Similar legislation cleared the Financial Services Committee and Health Care Financing Committee last session but then stalled in the House Ways and Means Committee.
A coalition of organizations representing insurers, employers and small businesses ahead of Tuesday's hearing urged the committee to "pause further consideration of new benefit mandates until the state takes meaningful steps to rein in the true cost drivers of our health care system: unchecked provider price growth and rising pharmaceutical costs." Leaders of the Employer Coalition on Health, National Association of Benefits and Insurance Professionals, Massachusetts Association of Health Plans, Retailers Association of Massachusetts and National Federation of Independent Business signed onto the letter to Feeney and Murphy.

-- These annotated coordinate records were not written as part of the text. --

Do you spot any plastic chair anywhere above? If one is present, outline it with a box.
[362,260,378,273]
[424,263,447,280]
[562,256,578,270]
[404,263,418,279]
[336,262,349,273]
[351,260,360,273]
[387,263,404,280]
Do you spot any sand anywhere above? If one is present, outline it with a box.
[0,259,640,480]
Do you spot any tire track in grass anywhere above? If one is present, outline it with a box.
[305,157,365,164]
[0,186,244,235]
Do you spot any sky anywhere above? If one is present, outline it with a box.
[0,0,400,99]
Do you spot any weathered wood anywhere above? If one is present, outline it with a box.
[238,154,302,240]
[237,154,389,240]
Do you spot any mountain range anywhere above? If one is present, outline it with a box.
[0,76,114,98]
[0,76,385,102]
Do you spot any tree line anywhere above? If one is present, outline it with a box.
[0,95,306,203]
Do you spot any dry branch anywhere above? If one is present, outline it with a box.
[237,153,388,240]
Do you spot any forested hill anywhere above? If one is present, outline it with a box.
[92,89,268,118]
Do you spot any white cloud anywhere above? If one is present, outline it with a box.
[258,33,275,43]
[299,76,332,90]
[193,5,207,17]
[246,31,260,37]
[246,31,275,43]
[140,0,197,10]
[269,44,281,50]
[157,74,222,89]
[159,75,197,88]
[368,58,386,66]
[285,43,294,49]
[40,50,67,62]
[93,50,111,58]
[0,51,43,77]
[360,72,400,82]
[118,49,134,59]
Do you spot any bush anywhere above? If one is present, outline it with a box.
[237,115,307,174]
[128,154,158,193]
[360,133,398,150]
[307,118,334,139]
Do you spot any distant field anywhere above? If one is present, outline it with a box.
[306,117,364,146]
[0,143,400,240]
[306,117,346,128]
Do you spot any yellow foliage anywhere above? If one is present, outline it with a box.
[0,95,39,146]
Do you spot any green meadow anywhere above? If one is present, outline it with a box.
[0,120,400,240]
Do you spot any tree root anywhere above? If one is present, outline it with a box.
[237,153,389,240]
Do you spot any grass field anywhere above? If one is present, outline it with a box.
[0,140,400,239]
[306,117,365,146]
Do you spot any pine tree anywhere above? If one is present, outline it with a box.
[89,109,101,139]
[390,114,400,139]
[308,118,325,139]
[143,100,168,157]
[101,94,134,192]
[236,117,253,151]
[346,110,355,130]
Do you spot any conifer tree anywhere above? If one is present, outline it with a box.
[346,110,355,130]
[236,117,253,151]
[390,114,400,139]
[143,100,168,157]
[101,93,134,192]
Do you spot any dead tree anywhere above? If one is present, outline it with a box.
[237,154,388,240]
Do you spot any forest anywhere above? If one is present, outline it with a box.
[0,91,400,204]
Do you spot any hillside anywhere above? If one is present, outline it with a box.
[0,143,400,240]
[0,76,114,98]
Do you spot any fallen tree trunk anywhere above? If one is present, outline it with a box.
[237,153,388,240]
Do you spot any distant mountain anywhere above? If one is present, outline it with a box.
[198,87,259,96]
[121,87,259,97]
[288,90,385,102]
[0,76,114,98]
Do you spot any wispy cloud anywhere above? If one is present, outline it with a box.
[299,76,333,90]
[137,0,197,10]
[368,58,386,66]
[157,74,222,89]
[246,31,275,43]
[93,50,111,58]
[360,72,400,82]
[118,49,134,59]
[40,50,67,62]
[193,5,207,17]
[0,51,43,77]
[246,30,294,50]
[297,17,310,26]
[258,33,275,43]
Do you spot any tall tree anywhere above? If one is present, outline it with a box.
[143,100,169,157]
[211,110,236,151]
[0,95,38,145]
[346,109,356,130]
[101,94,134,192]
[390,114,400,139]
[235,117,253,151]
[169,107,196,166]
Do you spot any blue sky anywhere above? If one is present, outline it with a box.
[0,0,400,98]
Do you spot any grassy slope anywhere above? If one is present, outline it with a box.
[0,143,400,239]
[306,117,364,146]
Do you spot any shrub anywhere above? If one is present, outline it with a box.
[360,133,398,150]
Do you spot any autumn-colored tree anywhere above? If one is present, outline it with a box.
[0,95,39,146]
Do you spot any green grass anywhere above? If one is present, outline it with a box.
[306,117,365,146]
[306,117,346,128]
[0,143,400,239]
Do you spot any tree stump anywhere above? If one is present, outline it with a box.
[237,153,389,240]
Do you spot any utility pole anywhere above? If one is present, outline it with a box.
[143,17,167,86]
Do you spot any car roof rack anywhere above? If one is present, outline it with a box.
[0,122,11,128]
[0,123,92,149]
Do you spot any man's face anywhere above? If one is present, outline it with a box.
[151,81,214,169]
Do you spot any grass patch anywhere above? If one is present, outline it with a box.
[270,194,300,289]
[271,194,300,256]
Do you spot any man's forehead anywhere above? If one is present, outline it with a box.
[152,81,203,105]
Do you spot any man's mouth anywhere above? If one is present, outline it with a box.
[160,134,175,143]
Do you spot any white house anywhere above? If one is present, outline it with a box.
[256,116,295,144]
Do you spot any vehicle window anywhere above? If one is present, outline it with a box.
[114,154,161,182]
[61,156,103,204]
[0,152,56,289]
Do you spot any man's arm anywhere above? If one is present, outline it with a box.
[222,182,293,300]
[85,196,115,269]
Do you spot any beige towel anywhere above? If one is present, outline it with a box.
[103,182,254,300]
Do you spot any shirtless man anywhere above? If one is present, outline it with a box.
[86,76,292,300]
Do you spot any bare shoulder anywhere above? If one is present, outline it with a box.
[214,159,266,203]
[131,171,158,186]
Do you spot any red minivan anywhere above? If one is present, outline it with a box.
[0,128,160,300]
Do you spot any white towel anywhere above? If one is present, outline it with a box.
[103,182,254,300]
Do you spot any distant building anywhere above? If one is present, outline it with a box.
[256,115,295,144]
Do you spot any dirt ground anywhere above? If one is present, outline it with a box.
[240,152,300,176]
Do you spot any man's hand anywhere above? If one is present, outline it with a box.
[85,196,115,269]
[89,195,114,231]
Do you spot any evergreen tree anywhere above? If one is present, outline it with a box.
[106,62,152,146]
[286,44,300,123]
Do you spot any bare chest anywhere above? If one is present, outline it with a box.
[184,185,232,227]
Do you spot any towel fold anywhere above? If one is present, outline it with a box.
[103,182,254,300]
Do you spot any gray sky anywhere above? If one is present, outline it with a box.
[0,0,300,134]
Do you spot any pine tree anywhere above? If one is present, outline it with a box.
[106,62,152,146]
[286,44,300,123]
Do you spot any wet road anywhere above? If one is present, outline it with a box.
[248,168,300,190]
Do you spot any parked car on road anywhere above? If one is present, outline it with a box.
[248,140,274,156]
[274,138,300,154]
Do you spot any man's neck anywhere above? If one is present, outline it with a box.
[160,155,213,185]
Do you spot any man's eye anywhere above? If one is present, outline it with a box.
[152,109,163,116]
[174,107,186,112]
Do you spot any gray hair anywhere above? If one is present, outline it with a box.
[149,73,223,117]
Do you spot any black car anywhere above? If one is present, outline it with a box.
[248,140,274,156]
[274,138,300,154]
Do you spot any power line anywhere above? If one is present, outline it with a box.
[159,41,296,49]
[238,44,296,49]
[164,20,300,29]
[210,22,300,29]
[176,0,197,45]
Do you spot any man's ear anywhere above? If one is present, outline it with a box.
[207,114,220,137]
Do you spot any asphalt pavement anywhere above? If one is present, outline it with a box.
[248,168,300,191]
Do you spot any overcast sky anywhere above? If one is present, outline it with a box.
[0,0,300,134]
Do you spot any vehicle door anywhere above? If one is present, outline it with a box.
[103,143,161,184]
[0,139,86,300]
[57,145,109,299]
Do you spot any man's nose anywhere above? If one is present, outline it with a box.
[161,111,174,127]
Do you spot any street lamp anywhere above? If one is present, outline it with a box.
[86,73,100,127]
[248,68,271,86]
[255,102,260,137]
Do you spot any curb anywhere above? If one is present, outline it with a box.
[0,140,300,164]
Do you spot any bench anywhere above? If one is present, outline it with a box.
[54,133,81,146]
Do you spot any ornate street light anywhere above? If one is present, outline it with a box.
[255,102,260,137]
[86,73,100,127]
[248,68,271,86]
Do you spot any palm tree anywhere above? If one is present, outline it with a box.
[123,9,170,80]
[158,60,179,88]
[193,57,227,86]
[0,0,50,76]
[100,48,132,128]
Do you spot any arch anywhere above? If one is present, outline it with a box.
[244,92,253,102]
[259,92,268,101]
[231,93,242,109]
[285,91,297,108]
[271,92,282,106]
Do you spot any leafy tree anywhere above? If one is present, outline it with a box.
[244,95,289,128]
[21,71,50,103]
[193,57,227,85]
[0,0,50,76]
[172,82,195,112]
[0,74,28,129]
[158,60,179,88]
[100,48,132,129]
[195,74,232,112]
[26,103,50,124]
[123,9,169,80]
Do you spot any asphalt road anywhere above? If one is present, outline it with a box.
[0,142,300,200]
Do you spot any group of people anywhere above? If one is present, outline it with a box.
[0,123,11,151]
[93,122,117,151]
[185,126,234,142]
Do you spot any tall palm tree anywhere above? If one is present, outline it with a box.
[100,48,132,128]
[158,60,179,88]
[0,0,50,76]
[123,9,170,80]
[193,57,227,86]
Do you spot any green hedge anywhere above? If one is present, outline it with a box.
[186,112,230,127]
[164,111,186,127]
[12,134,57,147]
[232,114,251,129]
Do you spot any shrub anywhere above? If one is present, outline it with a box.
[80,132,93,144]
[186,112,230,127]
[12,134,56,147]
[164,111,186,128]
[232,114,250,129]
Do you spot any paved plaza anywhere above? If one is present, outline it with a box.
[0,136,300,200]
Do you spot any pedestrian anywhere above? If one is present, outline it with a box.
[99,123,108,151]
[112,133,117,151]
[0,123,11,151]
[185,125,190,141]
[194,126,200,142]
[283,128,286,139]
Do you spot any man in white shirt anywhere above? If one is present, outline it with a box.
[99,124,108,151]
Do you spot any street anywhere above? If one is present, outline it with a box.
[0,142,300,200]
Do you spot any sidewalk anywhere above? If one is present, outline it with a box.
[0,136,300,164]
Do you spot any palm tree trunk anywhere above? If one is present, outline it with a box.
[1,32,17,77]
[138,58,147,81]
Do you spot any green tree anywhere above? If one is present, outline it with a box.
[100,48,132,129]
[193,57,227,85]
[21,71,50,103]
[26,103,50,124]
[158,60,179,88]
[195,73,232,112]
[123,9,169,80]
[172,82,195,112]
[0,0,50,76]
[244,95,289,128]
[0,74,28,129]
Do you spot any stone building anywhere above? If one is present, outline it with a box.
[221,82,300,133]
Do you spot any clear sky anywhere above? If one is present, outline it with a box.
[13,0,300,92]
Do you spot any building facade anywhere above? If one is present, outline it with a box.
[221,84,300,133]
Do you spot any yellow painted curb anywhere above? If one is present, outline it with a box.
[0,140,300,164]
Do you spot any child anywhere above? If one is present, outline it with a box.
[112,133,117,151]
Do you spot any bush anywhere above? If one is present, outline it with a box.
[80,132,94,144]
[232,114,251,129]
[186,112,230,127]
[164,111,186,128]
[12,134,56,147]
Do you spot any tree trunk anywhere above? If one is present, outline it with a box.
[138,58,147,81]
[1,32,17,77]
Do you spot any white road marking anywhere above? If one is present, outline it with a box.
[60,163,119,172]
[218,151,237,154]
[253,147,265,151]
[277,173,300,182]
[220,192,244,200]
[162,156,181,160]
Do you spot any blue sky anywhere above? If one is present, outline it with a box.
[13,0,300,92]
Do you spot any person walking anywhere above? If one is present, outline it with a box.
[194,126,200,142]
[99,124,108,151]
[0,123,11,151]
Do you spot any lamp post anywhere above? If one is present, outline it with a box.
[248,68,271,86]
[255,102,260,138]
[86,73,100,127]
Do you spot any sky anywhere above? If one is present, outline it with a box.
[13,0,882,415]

The hearing agenda also included proposals to expand coverage for facial and scalp prostheses for individuals with alopecia, and to require dental care coverage for head and neck cancer survivors, among other insurance provisions.
"Massachusetts employers, particularly small and mid-sized businesses, are facing an affordability crisis when it comes to offering health insurance," the letter said. "Mandated benefits drive up premium costs in the fully insured market, which already bears a disproportionate share of the health care cost burden. These costs can also translate into higher cost for taxpayers, when employers are forced to drop coverage and individuals become uninsured or enroll in Medicaid."
The Legislature last session passed seven new mandates, which will translate into $750 million in new spending over five years, according to the business groups.
"And yet, 18 more mandates are being considered today, with 188 new mandated benefits filed this session, without a comprehensive fiscal impact analysis or clinical review," Tuesday's letter said. "We also urge caution on proposals embedded within these bills that would erode health plans' ability to manage care through cost-sharing, utilization management, or benefit design. These tools are among the few available to ensure that care is appropriate, evidence-based, and affordable."
Without insurance coverage, individuals with limb loss and limb difference may be unable to pay steep out-of-pocket costs, and end up living sedentary lifestyles that can lead to expensive health complications, according to So Every BODY Can Move. The campaign is looking to expand coverage for medically necessary prosthetic and orthotic care in 28 states ahead of the 2028 Los Angeles Paralympics.
Posie Mansfield of Essex, who described skiing as her "whole life," turned to adaptive sports after she had an above-the-knee amputation. For more than a dozen years, she skied on one leg, but the wear and tear on her knee forced her to undergo a knee replacement this past April.
"If I'd had a sport prosthetic back when I first started skiing, I may not have even needed the knee replacement," Mansfield, 76, said. "The irony is the insurance company paid for the internal prosthesis, the knee replacement, but they wouldn't pay for a sports external prosthesis. That's the irony, and that's the problem."
Mansfield, asked by Feeney about the total cost of the knee replacement surgery, estimated "it's in the hundreds of thousands."
"And a sports knee costs a few thousand," Mansfield added, referring to a prosthesis.
"There's the answer, right?" Feeney replied. "So not only is it the morally right thing to do to actually cover people that want to maintain a healthy lifestyle and activity -- but economically, it seems like the right thing to do based on your testimony, as well."